VNS3 Controller instances use the following TCP and UDP ports, they are allowed by default in the controller’s internal firewall, and cloud security groups should be set accordingly:

  • UDP port 1194 - (OpenVPN-based overlay networks) For client VPN connections; must be accessible from all servers that will join VNS3 topology as clients.
  • UDP port 51820 - (Wireguard-based overlay networks) For client VPN connections; must be accessible from all devices that will join VNS3 topology as clients.
  • UDP 1195-1203 (OpenVPN-based peering network in versions 5.x or earlier) - For tunnels between Controller peers; must be accessible from all peers in a given topology. VNS3 Free and VNS3 Lite Edition will not require UDP ports 1195-1197 access as they are not licensed for Controller Peering.
  • UDP 1201-1208 (Wireguard-based peering network in versions 6.x or later) - For encrypted peering tunnels between Controller peers; must be accessible from all peers in a given topology.
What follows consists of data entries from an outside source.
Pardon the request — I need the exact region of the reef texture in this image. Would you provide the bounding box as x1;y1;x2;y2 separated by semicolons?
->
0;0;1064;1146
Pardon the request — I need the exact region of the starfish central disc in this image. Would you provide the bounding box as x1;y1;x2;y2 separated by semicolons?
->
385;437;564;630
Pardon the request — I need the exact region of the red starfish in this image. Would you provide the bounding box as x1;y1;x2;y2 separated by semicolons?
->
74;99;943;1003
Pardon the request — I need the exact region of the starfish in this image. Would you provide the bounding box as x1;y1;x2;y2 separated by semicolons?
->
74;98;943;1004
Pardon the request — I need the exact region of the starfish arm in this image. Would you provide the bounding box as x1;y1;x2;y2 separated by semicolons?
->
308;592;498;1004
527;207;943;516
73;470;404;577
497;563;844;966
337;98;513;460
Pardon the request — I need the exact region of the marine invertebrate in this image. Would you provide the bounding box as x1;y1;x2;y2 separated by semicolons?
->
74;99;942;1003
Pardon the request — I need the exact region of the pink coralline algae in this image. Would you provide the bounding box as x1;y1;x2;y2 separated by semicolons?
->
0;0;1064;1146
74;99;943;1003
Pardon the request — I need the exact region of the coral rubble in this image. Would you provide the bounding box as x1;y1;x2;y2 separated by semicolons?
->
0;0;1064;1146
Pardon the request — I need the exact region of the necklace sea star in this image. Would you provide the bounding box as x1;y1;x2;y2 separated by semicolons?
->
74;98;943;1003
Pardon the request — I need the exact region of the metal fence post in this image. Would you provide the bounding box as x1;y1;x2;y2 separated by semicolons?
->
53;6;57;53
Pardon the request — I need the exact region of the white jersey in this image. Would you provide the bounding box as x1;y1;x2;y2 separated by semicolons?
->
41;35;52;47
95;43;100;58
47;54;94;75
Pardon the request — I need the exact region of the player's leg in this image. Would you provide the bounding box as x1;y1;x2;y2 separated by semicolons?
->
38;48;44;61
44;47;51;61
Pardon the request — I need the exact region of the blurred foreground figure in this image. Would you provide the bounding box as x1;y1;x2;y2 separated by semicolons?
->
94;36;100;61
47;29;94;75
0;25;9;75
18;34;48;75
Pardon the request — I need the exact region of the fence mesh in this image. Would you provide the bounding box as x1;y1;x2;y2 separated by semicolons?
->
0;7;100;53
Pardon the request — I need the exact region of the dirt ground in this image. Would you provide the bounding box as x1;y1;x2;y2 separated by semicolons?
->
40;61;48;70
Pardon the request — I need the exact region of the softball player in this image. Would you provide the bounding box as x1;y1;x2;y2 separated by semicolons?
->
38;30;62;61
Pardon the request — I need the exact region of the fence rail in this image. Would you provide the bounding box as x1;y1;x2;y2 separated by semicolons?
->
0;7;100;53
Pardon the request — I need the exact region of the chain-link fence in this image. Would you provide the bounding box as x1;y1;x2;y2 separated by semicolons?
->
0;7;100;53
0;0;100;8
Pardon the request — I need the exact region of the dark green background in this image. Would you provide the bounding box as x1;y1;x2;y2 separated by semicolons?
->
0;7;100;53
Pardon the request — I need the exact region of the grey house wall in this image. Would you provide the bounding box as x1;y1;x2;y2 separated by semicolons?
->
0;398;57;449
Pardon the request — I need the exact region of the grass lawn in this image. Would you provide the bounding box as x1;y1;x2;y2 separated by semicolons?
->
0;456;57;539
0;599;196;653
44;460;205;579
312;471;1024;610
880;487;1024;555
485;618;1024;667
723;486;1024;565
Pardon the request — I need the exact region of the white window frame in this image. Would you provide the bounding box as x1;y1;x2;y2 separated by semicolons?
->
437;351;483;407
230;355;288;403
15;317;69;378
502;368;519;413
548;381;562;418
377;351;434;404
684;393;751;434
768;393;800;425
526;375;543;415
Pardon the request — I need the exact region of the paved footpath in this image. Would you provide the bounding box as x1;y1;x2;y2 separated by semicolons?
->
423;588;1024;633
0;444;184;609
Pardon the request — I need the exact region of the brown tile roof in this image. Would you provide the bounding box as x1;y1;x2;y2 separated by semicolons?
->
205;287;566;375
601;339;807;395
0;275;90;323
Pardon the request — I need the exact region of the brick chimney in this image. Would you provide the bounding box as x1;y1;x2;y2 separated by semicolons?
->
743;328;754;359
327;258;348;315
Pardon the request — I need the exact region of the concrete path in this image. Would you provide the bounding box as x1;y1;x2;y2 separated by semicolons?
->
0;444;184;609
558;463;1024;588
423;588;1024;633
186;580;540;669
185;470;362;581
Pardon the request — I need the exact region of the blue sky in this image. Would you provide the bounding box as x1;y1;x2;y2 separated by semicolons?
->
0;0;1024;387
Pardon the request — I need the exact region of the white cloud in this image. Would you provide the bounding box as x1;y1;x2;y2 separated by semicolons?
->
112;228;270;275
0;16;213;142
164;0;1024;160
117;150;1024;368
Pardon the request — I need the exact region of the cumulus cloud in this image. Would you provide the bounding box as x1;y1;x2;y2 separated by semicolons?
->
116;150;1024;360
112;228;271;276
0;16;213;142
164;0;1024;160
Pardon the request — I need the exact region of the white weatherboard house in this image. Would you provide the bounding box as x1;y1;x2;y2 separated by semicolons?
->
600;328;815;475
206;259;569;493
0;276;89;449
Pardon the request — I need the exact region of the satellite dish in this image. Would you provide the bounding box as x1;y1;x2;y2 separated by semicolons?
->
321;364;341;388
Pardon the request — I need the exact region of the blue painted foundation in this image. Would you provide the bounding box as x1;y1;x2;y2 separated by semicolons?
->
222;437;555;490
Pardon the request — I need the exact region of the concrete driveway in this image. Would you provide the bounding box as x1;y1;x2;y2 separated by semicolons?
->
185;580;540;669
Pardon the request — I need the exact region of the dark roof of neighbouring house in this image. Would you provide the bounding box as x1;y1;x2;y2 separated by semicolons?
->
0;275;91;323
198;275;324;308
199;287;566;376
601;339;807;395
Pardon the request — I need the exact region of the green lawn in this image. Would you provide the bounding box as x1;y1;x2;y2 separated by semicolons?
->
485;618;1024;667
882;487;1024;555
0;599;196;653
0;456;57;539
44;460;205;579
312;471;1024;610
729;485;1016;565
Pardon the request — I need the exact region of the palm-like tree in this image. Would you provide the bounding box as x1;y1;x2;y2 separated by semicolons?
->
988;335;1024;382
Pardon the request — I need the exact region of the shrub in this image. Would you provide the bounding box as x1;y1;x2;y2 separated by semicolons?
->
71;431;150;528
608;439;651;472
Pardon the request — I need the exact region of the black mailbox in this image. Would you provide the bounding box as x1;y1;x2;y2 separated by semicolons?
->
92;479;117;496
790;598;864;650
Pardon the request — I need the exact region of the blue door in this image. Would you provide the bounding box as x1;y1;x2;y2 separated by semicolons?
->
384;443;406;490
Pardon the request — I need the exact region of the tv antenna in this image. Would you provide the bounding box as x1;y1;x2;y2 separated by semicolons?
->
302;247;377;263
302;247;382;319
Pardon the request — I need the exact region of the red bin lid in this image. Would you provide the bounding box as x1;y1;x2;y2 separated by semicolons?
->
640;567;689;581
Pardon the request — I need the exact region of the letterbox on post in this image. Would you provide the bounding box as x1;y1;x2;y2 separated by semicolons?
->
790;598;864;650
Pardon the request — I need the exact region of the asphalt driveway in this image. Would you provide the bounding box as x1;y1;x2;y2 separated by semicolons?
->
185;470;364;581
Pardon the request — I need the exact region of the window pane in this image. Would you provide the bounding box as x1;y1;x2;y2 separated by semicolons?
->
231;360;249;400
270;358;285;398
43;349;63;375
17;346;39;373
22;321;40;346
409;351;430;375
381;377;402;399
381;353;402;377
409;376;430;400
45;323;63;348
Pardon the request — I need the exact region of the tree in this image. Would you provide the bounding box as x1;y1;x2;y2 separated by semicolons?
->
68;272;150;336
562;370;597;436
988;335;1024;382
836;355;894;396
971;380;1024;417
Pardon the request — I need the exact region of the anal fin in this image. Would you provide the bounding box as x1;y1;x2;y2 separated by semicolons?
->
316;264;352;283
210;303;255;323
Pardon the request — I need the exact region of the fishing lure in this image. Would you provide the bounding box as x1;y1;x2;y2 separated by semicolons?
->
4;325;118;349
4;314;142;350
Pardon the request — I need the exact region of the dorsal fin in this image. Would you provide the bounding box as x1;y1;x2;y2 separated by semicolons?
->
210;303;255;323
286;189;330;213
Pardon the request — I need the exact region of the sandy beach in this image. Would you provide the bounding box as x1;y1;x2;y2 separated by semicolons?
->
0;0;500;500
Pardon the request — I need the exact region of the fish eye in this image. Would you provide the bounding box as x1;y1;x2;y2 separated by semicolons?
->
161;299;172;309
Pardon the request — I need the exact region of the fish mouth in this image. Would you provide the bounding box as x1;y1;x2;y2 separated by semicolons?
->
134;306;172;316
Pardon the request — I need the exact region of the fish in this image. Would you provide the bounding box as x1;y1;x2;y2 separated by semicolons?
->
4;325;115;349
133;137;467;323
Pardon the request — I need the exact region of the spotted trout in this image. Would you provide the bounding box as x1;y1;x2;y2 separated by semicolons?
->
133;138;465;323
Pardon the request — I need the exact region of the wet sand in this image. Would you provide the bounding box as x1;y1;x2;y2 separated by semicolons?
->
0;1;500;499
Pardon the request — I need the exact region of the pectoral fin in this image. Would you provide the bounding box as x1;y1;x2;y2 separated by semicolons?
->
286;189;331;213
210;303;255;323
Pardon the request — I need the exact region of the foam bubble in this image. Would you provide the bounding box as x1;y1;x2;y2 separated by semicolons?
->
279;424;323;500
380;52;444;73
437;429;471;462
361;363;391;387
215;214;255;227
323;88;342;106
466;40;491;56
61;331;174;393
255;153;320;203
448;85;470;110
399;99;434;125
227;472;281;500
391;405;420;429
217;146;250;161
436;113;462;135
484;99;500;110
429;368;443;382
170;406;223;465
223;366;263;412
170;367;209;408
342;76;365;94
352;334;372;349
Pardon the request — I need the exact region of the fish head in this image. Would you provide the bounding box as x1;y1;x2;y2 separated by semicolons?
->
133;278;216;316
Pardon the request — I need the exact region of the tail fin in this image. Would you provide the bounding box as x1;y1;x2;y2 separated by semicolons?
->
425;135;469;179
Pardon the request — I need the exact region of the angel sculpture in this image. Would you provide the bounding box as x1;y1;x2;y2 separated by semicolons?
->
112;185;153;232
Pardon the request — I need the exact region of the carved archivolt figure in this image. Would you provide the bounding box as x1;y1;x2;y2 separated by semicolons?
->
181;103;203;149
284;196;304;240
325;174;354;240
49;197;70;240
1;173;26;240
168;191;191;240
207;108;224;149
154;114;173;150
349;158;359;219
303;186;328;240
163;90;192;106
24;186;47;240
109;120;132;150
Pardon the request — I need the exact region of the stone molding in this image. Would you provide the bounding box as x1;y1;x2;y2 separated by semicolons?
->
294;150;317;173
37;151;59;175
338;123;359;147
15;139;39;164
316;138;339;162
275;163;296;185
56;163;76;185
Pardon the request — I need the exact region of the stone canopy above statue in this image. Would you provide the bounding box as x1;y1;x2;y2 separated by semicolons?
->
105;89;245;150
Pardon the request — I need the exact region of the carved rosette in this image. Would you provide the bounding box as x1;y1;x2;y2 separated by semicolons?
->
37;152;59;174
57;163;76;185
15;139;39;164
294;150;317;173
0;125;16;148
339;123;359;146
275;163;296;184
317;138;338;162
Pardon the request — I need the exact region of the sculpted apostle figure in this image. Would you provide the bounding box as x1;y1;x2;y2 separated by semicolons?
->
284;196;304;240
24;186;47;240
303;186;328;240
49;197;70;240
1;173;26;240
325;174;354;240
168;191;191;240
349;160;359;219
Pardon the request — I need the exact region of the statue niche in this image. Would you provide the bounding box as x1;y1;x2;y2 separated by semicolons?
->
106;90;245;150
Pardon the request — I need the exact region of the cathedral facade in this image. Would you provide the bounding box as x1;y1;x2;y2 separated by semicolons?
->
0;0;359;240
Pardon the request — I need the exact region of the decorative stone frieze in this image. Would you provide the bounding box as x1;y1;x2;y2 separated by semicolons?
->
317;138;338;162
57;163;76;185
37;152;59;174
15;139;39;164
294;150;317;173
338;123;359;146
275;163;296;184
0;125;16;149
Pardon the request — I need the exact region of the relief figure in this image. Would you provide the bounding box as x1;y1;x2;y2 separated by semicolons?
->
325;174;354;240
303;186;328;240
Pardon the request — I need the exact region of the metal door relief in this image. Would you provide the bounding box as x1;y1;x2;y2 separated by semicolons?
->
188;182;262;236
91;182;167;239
VNS3 Free and VNS3 Lite Edition will not require UDP ports 1201 -1208 access as they are not licensed for Controller Peering.
  • TCP port 8000 - HTTPS admin interface and API; must be accessible from hosts where you will want to obtain runtime status or configure peering, also needs to be open to and from the Controllers at least for the peering process, and needs to be accessible when downloading credentials for installation on overlay network clients.
  • UDP port 500 - UDP port 500 is used for the phase 1 or IKE (Internet Key Exchange) component of an IPsec VPN connection.
  • Protocol 50 - This is used for the phase 2 or ESP (Encapsulated Security Payload) component of an IPsec VPN connection only when negotiating with native IPsec.
  • UDP port 4500 - This is used for the phase 2 or ESP (Encapsulated Security Payload) component of an IPsec VPN connection when using NAT-Traversal Encapsulation.
  • TCP ports 80 and 443 - The internal firewall of VNS3 initially allows these ports to help customers who don’t realize the VNS3 UI and API runs on port 8000, to receive a redirect. PLEASE DISABLE THESE PORTS, ideally in BOTH the VNS3 firewall (INPUT -p tcp –dports 80,443 -j DROP) and in the cloud security groups.